PPACA - Get Ready For the Incompetence

Last week I attended a lecture and subsequent discussion of the Patient Protection and Affordable Care Act at the Goldman School of Public Policy at UCB, my alma mater.  The lecturer was Theda Skocpol, a  liberal political scientist enthusiast and booster from Harvard.  (Don't read her book, it's mainly boosterism.)  One question in the discussion remained unanswered -- why has the Obama Administration and the Democratic Party not done better publicity for the virtues of PPACA? 

The opposition has done very well, by contrast.  It's the media's fault!  Of course, it's always the media.  But one audience participant said, hey, I used to be a political reporter, and I don't think it's the media's fault at all.  So the question was just left to lie there.

I wanted to put in my opinion - big surprise there - but I had other fish to fry as I commented on the lack of understanding of the professional political forces.  Skocpol and others lumped doctors and hospitals together, and there was collective derision of the high salaries doctors earned, and derision when a primary care doctor of one of the discussants told him that it was tough to attract doctors to her group because they could only offer $145K as an initial salary.  Collective derision -- who do these people think they are?  Why should they earn more thus us academics? 

Another discussant compared the forces around Medicare and those around PPACA.  It was left to yours truly to point out the stark differences between then and now.  The AMA is now shattered, and mattered little in PPACA.  Medicine has been corporatized.  Hospitals matter much more than doctors.  If there is a bill for a procedure in a hospital, the doctor will bill $500, the hospital will bill $15,500 - at least.  The professional specialty societies and academic medical centers matter more than the AMA.  I was supported in this view by discussant Steve Shortell, Dean of the School of Public Health, but it was amazing to me that Skocpol seemed not to be aware of this.
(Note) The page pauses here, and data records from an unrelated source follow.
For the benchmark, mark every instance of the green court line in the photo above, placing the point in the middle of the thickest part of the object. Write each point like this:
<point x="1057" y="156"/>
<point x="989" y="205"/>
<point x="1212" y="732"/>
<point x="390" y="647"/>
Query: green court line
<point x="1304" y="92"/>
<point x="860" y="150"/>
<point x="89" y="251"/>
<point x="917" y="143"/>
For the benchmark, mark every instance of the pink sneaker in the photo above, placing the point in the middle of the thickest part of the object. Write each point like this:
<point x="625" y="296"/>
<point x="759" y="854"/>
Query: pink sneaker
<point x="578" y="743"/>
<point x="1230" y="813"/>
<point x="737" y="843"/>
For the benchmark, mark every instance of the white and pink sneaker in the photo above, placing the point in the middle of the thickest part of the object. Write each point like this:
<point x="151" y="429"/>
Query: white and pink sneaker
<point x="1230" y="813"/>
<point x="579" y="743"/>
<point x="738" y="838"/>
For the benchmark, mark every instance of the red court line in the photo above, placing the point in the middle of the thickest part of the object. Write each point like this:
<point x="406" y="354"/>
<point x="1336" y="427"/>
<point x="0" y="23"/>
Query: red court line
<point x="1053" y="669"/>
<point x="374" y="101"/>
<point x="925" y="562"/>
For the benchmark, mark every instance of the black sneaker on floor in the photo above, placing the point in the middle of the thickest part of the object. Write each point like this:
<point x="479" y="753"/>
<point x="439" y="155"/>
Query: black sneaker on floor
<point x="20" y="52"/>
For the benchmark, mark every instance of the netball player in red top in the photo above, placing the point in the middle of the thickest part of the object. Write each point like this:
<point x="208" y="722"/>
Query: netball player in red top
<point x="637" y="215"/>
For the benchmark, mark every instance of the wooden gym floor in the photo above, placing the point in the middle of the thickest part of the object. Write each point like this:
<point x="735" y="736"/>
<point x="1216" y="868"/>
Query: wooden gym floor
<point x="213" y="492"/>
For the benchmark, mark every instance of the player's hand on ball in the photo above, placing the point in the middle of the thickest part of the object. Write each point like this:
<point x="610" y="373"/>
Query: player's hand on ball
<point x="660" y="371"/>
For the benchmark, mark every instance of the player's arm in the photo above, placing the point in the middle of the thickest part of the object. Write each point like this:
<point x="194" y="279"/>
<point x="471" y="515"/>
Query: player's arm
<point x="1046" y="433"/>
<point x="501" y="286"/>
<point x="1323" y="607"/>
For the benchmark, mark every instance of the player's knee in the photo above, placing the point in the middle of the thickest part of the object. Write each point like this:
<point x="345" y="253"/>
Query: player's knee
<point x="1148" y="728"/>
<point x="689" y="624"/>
But back to the point - why did support for PPACA not come from the Administration and the Democratic Party the way one would expect?  Where was the bully pulpit?  My answer is -- did anyone ever hear of incompetence?  The President's bench is thin.  Where are the health heavyweights?  Where was the aggression necessary for the 2010 elections?  Nowhere, because they aides suck, and Obama himself doesn't know details - he is rather health illiterate.  Sibelius seems not to know much, and is not persuasive - she is a talking points person.  Obama is great at big picture rhetoric, but not in nitty gritty.  They just don't have it.

This will be a problem as we go down the road - incompetence in HHS will make the going very rough.  Today comes a report from Kaiser Health News that only a pittance is budgeted for enrolling people in the Health Insurance Exchanges.  Healthy people won't get the coverage, and the finances will suffer.  Why?  KISS.  It's just incompetence.  Deadlines keep slipping, the type of insurance will continue to emphasize high deductibles, I predict, and Universal Crappy Health Insurance (UCHI) will reign.  When I brought this up in my brief remarks, Skocpol replied that she is too old not to accept the imperfect. 

Jesus, what a cheerleader.  For a smart lady, she is too willing to overlook incompetence, in my view.  But maybe I'm wrong, and it is all just the necessary first steps.  Maybe the compromises were not incompetence, but just necessary.  I only worry that poor first steps can lead to a long ramp up.  Like, how long does it take teams to overtake a history of bad draft picks?  Answer: a long time.